After the movie this evening I sat in the dark theatre by myself waiting for the credits to finish. I had an eerie sense that something was under the seats and surrounding me in the darkness. But the five or six audience members around me had already left. Then as the credits were about done a shadowy figure arose in the front row, ambled slowly up the aisle towards me and I watched him pass out of the corner of my eye hoping that he wouldn’t rush me with a knife. In the car on the way home, rain covering my window I thought I saw a figure standing in the shadows, hit my windshield wipers and it was just a black metal grating on a door. I’m not going to say One Missed Call was a good movie, because it wasn’t. But at a certain point it started hitting the right buttons and left my common sense running from my imagination.

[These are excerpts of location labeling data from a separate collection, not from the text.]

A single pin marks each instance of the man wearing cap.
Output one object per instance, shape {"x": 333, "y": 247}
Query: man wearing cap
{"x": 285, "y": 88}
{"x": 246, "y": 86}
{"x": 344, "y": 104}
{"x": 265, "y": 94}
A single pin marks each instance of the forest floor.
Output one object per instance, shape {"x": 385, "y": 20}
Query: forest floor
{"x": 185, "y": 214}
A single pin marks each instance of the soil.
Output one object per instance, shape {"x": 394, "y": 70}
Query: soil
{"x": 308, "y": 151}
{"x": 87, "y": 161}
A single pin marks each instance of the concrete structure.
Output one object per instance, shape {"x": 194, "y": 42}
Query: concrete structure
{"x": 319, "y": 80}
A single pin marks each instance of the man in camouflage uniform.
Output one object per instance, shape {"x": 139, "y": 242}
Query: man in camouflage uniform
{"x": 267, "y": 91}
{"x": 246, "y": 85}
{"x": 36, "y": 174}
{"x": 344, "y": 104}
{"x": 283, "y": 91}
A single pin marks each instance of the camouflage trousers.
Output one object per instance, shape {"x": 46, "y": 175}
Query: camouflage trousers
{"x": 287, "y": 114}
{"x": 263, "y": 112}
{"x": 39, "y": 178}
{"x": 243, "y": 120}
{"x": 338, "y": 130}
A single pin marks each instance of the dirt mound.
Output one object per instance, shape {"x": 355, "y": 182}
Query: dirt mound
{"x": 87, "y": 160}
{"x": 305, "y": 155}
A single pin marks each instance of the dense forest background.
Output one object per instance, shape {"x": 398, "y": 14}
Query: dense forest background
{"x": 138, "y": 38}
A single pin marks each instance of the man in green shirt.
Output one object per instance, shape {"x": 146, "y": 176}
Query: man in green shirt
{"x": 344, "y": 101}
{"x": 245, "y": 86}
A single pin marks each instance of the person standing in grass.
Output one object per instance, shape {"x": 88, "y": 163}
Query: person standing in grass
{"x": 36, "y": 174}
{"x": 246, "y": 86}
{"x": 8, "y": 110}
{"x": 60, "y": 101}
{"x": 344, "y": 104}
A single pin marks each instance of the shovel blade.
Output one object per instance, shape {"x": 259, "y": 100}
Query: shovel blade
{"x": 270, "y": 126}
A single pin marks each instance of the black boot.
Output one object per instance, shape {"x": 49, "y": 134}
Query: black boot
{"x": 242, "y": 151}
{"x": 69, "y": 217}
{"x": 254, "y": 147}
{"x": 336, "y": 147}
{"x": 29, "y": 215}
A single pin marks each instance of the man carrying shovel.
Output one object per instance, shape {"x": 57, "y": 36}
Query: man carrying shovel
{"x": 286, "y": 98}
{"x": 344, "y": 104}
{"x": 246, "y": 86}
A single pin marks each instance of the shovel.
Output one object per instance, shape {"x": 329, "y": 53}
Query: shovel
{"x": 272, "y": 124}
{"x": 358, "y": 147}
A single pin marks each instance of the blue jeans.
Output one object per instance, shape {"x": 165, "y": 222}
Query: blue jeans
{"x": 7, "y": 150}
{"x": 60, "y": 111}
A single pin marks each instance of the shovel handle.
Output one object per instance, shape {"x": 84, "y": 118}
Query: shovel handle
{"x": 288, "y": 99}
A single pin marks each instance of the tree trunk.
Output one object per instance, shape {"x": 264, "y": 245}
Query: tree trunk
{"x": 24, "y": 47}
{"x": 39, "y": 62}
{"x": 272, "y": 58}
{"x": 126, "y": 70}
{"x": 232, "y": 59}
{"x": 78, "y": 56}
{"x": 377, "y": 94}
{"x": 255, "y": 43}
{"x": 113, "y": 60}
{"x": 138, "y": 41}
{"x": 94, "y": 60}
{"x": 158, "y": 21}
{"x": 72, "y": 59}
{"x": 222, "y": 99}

It’s like eating through most of a rotting apple before getting to a healthy core watching this film, and I had to eat through a lot of rot. I almost left. The healthy core comes from the fact that it is based on a Japanese film directed by prolific and effective Takashi Miike. He’s one of the directors I go to when I’m bored with the common movies that pour into our multiplexes on a weekly basis. He’s a master of the macabre and the surreal many times pushing envelopes I didn’t know existed. I go into greater detail about Miike here.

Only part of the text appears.